Doctor of Philosophy (PhD)

First Advisor

Tom Blumenthal

Second Advisor

Ding Xue

Third Advisor

Jingshi Shen

Fourth Advisor

Michael Stowell

Fifth Advisor

Xuedong Liu

Abstract

The nematode C. elegans is a model organism for various biomedical studies due to its genetic simplicity and conservation with humans. As C. elegans is uniquely amenable to cellular, molecular genetic, and biochemical analyses, many basic biological processes are investigated by experimentally manipulating and observing worms. My thesis describes how I used C. elegans models to advance our understanding of paternal mitochondria elimination and cell death regulation.

Mitochondria are membrane-enclosed organelles that carry their own genome (mtDNA). In mammals, the inheritance of mitochondria and mtDNA is strictly maternal, despite the fact that a sperm can inject up to 100 functional mitochondria into the oocyte during fertilization. I report that this paternal mitochondrial elimination process is conserved in C. elegans, and that the autophagy-lysosomal pathway actively participates in this process. A systematic RNA interference screen revealed an endonuclease, CPS-6, that is involved in digesting paternal mtDNA and eliminating paternal mitochondria. Further characterization of paternal mitochondria elimination demonstrates that during fertilization, the mitochondria membrane potential is lost, which might be the initial step for marked destruction of sperm mitochondria.

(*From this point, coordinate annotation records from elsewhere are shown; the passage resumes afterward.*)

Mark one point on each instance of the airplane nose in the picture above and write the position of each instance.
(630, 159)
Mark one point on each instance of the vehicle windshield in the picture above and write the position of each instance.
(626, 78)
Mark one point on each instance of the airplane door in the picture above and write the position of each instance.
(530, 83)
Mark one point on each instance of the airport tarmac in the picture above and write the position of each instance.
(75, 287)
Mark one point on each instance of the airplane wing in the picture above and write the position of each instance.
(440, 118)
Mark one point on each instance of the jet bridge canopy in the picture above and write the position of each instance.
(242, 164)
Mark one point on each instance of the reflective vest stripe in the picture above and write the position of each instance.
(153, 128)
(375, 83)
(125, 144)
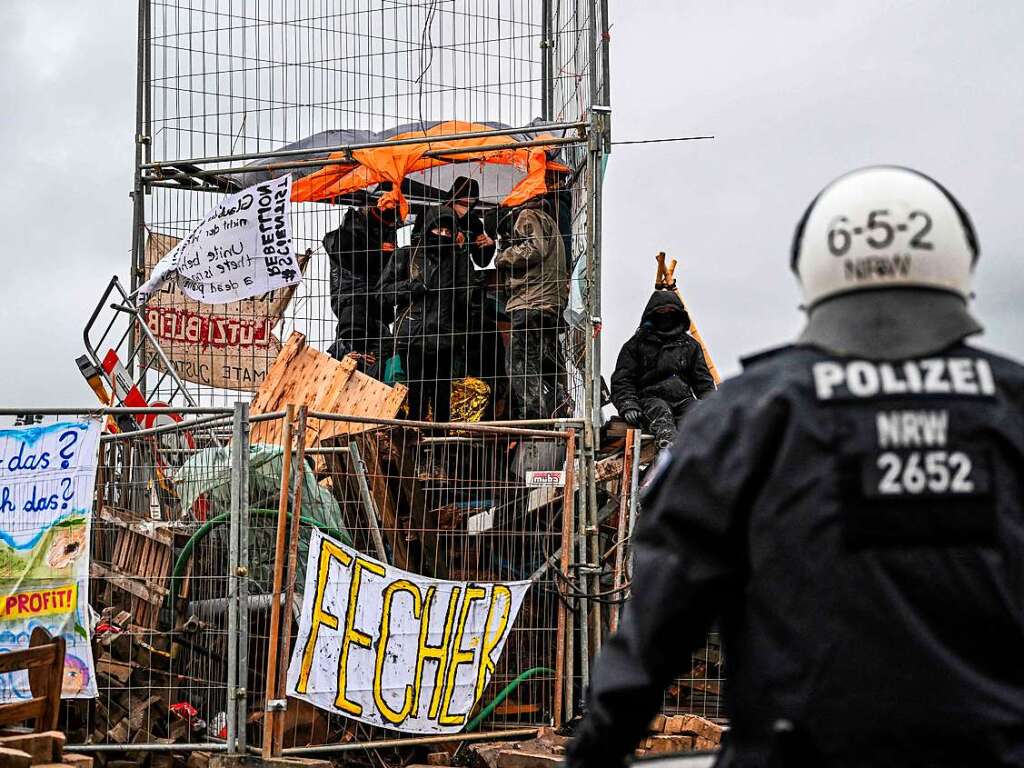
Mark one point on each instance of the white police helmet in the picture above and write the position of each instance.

Using C. elegans to study programmed cell death, or apoptosis, has been extraordinarily effective and productive during the last two decades. However, several key questions remain unsolved. I studied germ cell death initiation by GLA-2. In C. elegans germ lines, how some cells are triggered to "commit suicide" to facilitate peer cells' maturation is poorly understood. I report that GLA-2, the C. elegans homolog of BNIP3, is important in initiating germ cell death. During apoptosis, GLA-2 interacts with the Bcl-2 family protein, CED-9, on the surface of mitochondria and causes translocalization of the Apaf-1 homolog CED-4 to the nucleus and activation of CED-3. In addition, findings suggested that MAP Kinase phosphorylates GLA-2 to regulate its affinity to CED-9 and affect the amount of CED-4 released to modulate the apoptotic process.